OK, so you just learned (or are preparing to learn) a whole lot of statistics, and possibly a programming language or two. In a job interview you will need to show experience. In your academic research you probably worked on long projects, but for the industry you’ll need to show that you can be effective in short term projects. That’s where the following two entries might be useful.

(6) Online competitions: Kaggle serve as a bridge between organizations with questions about data they provide and data scientists that are eager to try out new tricks. The competitions are timed from anywhere between a few weeks to over a year, with prizes that could be cash, kudos or even a job. It hosts competitions for companies such as high tech, car insruance agencies and airlines as well as academics such as the Large Hadron Collidor and Astronomers. It is newbie friendly with forums that are open for communicating methods. Kaggle also has tutorial competitions as well, e.g the Titanic competition in which you can practice techniques on actual data of the passengers to guess the survivors.

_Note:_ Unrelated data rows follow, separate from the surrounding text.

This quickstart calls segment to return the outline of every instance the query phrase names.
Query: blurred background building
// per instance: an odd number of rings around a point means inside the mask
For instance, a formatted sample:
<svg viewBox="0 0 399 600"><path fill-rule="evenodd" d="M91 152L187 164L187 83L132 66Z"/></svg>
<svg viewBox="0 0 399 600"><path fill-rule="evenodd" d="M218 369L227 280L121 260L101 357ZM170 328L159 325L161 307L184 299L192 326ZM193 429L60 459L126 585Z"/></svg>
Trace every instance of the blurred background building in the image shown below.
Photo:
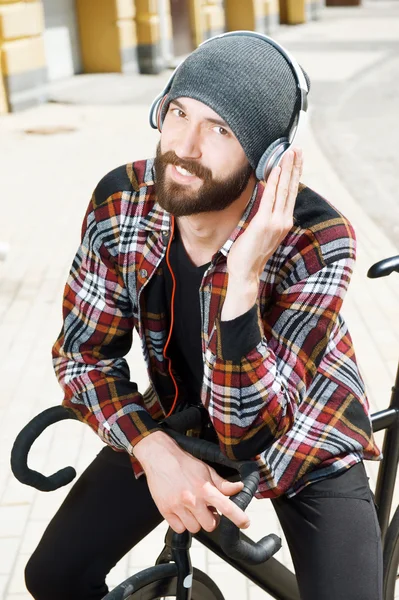
<svg viewBox="0 0 399 600"><path fill-rule="evenodd" d="M0 114L79 73L157 74L224 31L272 34L317 19L326 0L0 0ZM327 4L358 0L327 0Z"/></svg>

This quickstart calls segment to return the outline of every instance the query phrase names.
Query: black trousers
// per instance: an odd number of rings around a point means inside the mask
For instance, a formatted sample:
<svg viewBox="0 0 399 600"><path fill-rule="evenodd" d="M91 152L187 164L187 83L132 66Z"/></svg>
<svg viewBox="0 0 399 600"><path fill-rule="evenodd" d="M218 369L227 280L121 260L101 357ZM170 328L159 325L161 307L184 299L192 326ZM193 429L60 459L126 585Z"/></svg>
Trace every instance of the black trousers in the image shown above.
<svg viewBox="0 0 399 600"><path fill-rule="evenodd" d="M272 502L302 600L382 600L380 532L363 463ZM105 447L30 558L29 592L35 600L100 600L108 572L161 521L146 478L136 480L128 456Z"/></svg>

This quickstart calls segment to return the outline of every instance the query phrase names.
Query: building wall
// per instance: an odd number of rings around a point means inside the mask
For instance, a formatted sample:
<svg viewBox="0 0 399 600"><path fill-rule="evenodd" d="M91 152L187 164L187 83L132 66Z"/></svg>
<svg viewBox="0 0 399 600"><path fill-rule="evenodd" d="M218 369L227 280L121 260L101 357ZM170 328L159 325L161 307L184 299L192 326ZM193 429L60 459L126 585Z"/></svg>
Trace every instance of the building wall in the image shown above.
<svg viewBox="0 0 399 600"><path fill-rule="evenodd" d="M45 100L43 30L40 0L0 0L0 113Z"/></svg>
<svg viewBox="0 0 399 600"><path fill-rule="evenodd" d="M75 0L41 0L44 8L44 48L49 81L82 72Z"/></svg>

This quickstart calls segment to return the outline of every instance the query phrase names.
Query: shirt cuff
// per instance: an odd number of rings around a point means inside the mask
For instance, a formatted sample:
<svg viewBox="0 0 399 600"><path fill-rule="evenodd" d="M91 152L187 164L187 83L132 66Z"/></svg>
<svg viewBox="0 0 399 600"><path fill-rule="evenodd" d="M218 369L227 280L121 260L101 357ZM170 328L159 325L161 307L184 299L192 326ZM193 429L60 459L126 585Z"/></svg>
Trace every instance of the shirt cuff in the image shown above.
<svg viewBox="0 0 399 600"><path fill-rule="evenodd" d="M160 424L146 410L128 413L119 417L109 429L111 440L129 454L134 454L134 446L154 431L162 431Z"/></svg>
<svg viewBox="0 0 399 600"><path fill-rule="evenodd" d="M258 305L231 321L219 321L219 341L223 360L240 362L262 340Z"/></svg>

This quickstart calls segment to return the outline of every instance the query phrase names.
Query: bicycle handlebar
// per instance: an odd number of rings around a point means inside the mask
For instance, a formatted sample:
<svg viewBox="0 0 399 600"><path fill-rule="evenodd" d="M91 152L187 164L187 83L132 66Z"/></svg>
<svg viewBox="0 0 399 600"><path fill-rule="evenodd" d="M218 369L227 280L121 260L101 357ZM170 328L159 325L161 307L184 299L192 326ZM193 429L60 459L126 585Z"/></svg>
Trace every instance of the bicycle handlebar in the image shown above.
<svg viewBox="0 0 399 600"><path fill-rule="evenodd" d="M28 467L28 454L33 442L50 425L65 419L77 419L76 415L63 406L54 406L34 417L15 439L11 450L11 469L14 476L26 485L41 491L53 491L70 483L76 476L73 467L65 467L50 476L45 476ZM242 510L251 502L258 484L259 472L254 461L233 461L225 456L219 447L206 440L183 435L189 429L198 427L202 422L201 409L195 406L175 413L161 422L179 446L195 458L236 469L244 483L244 488L231 497ZM159 425L159 423L158 423ZM271 534L255 543L240 539L240 530L227 517L220 519L220 546L231 558L245 560L250 564L267 561L281 548L281 540Z"/></svg>
<svg viewBox="0 0 399 600"><path fill-rule="evenodd" d="M52 406L36 415L19 432L11 450L11 470L18 481L41 492L52 492L67 485L76 477L73 467L60 469L48 477L28 467L29 450L35 440L47 427L65 419L77 419L77 417L64 406Z"/></svg>

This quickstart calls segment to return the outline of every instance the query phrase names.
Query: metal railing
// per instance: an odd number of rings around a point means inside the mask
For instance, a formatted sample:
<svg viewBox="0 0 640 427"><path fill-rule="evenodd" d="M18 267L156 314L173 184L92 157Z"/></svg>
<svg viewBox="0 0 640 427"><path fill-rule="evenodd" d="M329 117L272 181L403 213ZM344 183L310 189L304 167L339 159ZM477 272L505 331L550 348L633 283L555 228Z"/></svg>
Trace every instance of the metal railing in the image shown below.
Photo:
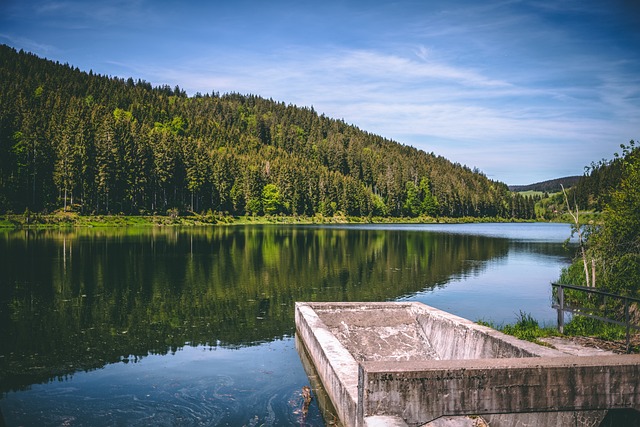
<svg viewBox="0 0 640 427"><path fill-rule="evenodd" d="M596 288L589 288L585 286L563 285L560 283L552 283L551 286L557 289L557 292L554 293L554 301L551 307L558 310L558 331L560 333L564 333L565 312L576 314L579 316L590 317L592 319L598 319L603 322L624 326L626 328L627 353L631 351L631 329L640 330L640 325L631 323L629 307L631 304L640 304L640 298L613 294L610 292L604 292ZM593 301L593 299L591 300L592 302L597 302L598 304L594 304L593 307L587 307L568 303L565 298L565 289L584 292L588 295L596 295L596 301ZM623 305L614 305L613 307L611 307L611 304L608 303L611 303L612 301L613 304L618 301L622 302ZM623 308L624 320L620 319L620 308ZM616 312L615 314L617 314L617 318L609 317L613 316L614 311ZM608 314L609 316L607 316Z"/></svg>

(7) Seminars, Workshops, Bootcamps, Retreats. Various recruitment companies are starting to ride the exodus wave to help place scientists (and some engineers, too) in companies that are looking to hire data scientists. The first that I am aware of is Insight Data Science, which have sessions in the San Francisco Bay Area, and in New York City. I failed in my first attempt to get accepted for the January 2014 class (I think that I botched up part of my interview because I did not prepare a working sample of my research), and got accepted to the NYC August 2014 session. I learned that the acceptance rate from the first to the second went from 1/15 to 1/20, and that they have a 100% job placement rate. I did, however, decline their generous offer (5,000$ fellowship) in order to participate in a similar program in London called Science to Data Science. Their formats are slightly different, and will be a focus of a future blog entry. Other workshops that I am aware of: The Data Incubator (NYC), ASI (London) and the Data Science Retreat (Berlin) Note that because of the high demand these are very competitive to get accepted to, hence one should put a lot of effort in the applications and preparation for the interviews, just like for any job.

Please take in mind, that there are probably many other avenues to assist a transition to data science. These a merely the steps that I looked into. Throughout this blog in August and September 2014 I will share my experiences in the Science to Data Science program, as well as for looking for a job in London.